Work can be frustrating and that's why the need for financial independence

Recently, I've been feeling frustrated with work and it's really bad for health. Getting blamed for mistakes, getting scolded and being thrown lots of workload are part and parcel of the working life. Sometimes, missing deadlines is not entirely controllable as there are many factors which can happen and having to go through multiple approvals and stakeholders can delay the whole process. Not everyone is cooperative and in the end most people will protect themselves first. I've worked in 3 companies now and all have its good and bad points. The verdict is whichever company you join, there are bound to be unhappy times and times of frustration and stress. At the end of the day, most people are just working for money to put food on the table and pay the bills. 

Sometimes I wonder is it because I take work too seriously and get affected when I make mistakes. I blame myself a lot and keep repeating in my mind why did I even allow it to happen. While on the other hand I also see people who are nonchalant about their work attitude and can get away doing little work by acting blur. These people survive the longest in the company. 

Nevertheless, this is why it's important to achieve financial independence because you are able to be in control of your happiness and health by calling it quits when it becomes unbearable. There are more young people who are in fact doing this now where there's a term called the great resignation where many resign without a job. Many people are also suffering health problems and burn out as we progress as a nation. Unfortunately, the push for productivity may end up causing many to suffer considerable side effects on their health. 
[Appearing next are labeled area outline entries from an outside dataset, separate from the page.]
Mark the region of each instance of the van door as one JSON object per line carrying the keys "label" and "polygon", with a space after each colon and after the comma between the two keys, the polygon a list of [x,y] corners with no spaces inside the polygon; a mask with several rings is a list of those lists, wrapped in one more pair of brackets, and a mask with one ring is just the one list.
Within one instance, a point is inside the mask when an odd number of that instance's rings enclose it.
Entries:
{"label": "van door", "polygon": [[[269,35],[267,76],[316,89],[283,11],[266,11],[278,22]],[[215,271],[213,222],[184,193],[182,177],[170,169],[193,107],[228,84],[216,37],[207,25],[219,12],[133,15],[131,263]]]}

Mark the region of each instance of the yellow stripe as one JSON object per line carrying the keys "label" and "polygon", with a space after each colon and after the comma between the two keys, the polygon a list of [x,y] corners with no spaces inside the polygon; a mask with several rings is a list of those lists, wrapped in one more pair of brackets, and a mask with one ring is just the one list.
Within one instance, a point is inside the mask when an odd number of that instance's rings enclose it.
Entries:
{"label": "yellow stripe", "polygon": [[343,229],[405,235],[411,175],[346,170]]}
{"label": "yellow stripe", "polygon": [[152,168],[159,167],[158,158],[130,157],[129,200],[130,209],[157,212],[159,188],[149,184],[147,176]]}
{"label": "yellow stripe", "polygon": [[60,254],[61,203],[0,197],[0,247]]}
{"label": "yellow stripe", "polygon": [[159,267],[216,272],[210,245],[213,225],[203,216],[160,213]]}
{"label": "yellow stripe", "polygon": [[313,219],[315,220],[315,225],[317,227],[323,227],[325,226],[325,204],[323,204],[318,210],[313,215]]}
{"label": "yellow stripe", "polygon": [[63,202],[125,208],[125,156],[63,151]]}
Will we end up like Japan where their citizens can work non stop and even to the extend of death by working? I think as society progresses, it gets increasingly difficult especially for Singapore where we have no natural resources. We can only depend on ourselves in order not to work to our deaths. I've already seen some colleagues who passed away while they were still employed by the company due to certain illness. They didn't get to retire at all. 

While I still cannot call it quits when work gets frustrating, I hope one day I can finally say I do not have to work for money and really do the work which I enjoy and not having to be frustrated and still suck it up.